Hilmar Buchta

SQL Server 2016

One of the exciting new features in SQL Server 2016 that is already available in the public preview version (CTP 2) is Polybase, the transparent access bridge from SQL to Hadoop. This functionality has been available in the Microsoft Analytics Platform System (APS) since version 2012 and has now made it’s way into SQL Server. You can find a lot more information in this blog post for example: http://blogs.technet.com/b/dataplatforminsider/archive/2014/06/02/polybase-in-aps-yet-another-sql-over-hadoop-solution.aspx

This blog post covers the first steps for using Polybase in SQL Server 2016 community preview 2 (CTP 2).

First of all, you need to install Polybase functionality during the installation process by checking the appropriate option:

image

This installs two services for Polybase as shown below:

image

Also, when opening a database in SQL Server Management Studio you’ll see some new objects:

image

External tables are your gateway to hadoop. Later in this post we will create an external table to a Hadoop file which can then be used mostly like a normal SQL Server table.

External data sources define the connection to the Hadoop cluster (more precisely to the Hadoop file system, HDFS), while external file formats are used to define the structure of the file on the Hadoop cluster.

Before we can start, we need to configure SQL Server for Hadoop connectivity.
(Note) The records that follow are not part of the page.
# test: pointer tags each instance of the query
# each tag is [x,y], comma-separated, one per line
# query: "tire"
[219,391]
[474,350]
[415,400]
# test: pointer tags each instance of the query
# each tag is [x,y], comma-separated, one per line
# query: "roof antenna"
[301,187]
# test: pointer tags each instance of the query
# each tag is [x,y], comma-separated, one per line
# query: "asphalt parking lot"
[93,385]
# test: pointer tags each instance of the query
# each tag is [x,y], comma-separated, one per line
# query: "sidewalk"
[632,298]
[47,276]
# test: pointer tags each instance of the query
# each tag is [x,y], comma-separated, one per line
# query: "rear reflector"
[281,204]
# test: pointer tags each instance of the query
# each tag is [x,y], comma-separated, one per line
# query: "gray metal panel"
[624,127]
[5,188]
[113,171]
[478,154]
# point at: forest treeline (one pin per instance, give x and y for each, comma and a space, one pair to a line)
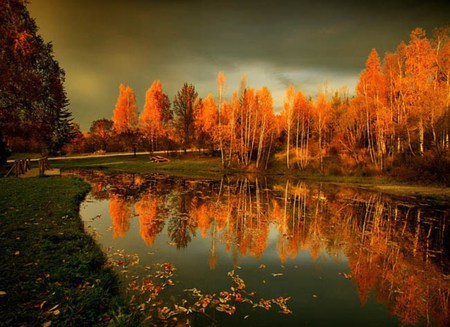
34, 114
398, 121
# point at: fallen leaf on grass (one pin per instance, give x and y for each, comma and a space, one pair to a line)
277, 274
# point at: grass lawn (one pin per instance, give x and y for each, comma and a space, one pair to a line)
198, 166
193, 166
51, 271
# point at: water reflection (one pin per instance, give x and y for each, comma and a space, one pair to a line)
398, 249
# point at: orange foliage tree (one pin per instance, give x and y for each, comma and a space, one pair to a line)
155, 116
125, 117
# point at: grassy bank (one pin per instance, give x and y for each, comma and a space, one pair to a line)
51, 270
197, 166
193, 166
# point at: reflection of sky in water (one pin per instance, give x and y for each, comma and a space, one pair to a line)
320, 294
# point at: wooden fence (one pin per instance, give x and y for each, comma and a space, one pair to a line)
20, 167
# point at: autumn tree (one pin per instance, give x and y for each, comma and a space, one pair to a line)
302, 121
184, 107
101, 132
372, 92
156, 115
288, 113
125, 117
33, 101
266, 126
321, 112
206, 123
221, 89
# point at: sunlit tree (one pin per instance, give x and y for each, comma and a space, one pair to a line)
125, 117
156, 115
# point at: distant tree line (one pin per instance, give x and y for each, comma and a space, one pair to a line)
34, 113
398, 121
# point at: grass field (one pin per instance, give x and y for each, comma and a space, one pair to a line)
199, 166
51, 271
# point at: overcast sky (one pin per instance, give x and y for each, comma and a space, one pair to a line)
102, 43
The following code is an example:

EXEC sp_configure ‚hadoop connectivity‘, 5;
GO
RECONFIGURE;
GO

You can use the following configuration values:

0 no Hadoop connectivity (default)
3 Enable connectivity to Cloudera CDH for Linux
4 Enable connectivity to Hortonworks Data Platform for Windows Server (HDP), HDInsight on Analytics Platform System, or HDInsight’s Microsoft Azure blob storage
5 Enable connectivity to Hortonworks Data Platform (HDP)for Linux

In my case, I’m using a Hortonworks Sandbox on Linux, so I’m using the configuration value 5.

Also, the user that is used to access Hadoop has to be configured in the Polybase configuration file which can be found in the Binn\Polybase\Settings sub directory of the instance, in my case

C:\Program Files\Microsoft SQL Server\MSSQL13.MSSQLSERVER\MSSQL\Binn\Polybase\Settings\Hadoop.config

The default user is pdw_user which I changed to ‘hue’ here:

image

To make all these changes active, I had to restart SQL Server and the two Polybase services.
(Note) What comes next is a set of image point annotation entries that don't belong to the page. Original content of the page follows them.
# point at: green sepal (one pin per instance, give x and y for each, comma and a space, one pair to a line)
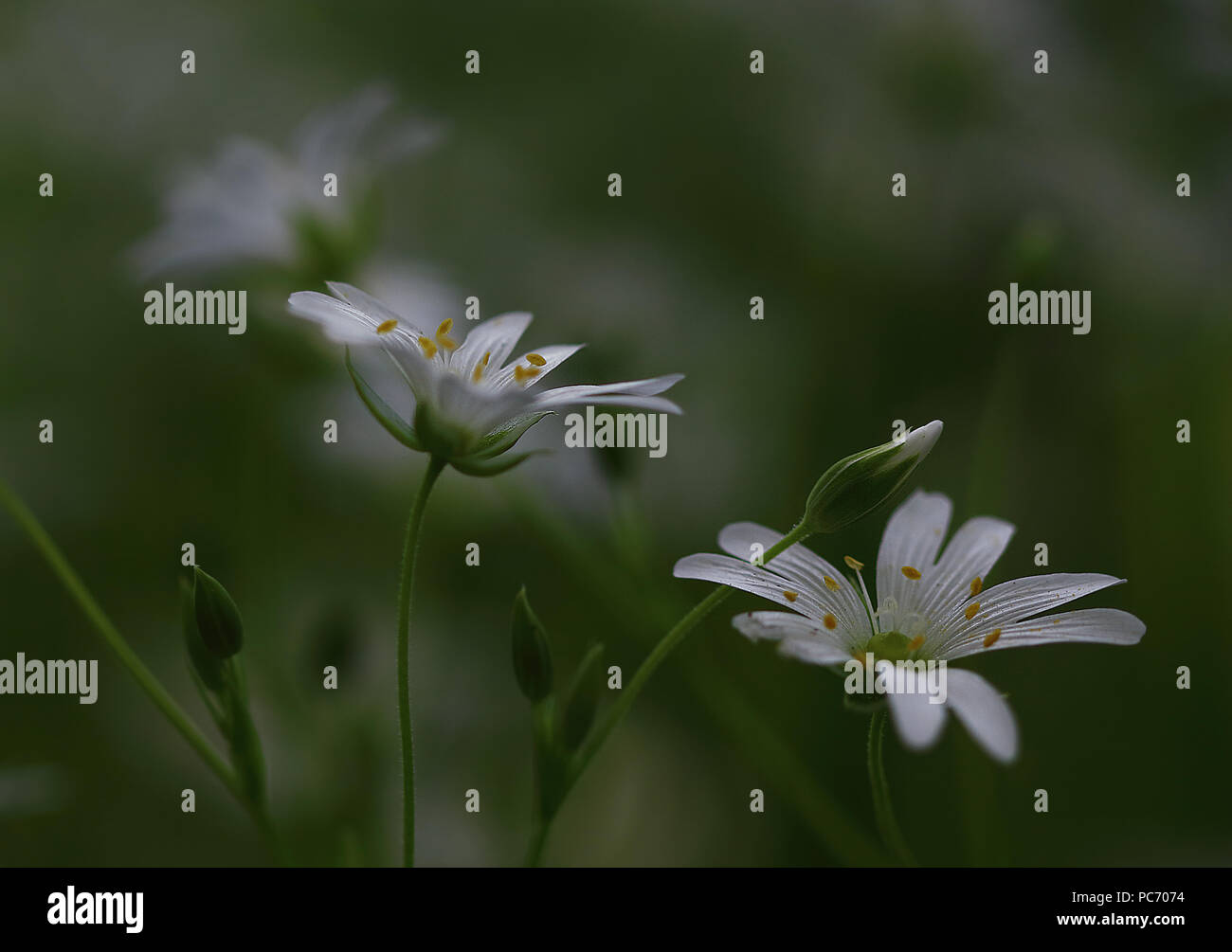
217, 618
471, 466
498, 441
382, 413
533, 657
Now, let’s create an external data source. You can create a code snippet from the context menu of the external data sources folder. Here is the code I’m using for my sandbox:

CREATE EXTERNAL DATA SOURCE HDP2 WITH
(
    TYPE = HADOOP,
    LOCATION = ‚hdfs://sandbox.hortonworks.com:8020‘
)

Next, we need to create an external file format. I’d like to access the tab delimited file sample_07 from Hive which is shipped with the sandbox. Therefore the external file format looks like this:

CREATE EXTERNAL FILE FORMAT TSV
WITH (
    FORMAT_TYPE = DELIMITEDTEXT,
    FORMAT_OPTIONS (
        FIELD_TERMINATOR = ‚\t‘,
        DATE_FORMAT = ‚MM/dd/yyyy‘
    )
)

The date format is not needed for my case (there is no date column in this file) but just there to show the functionality.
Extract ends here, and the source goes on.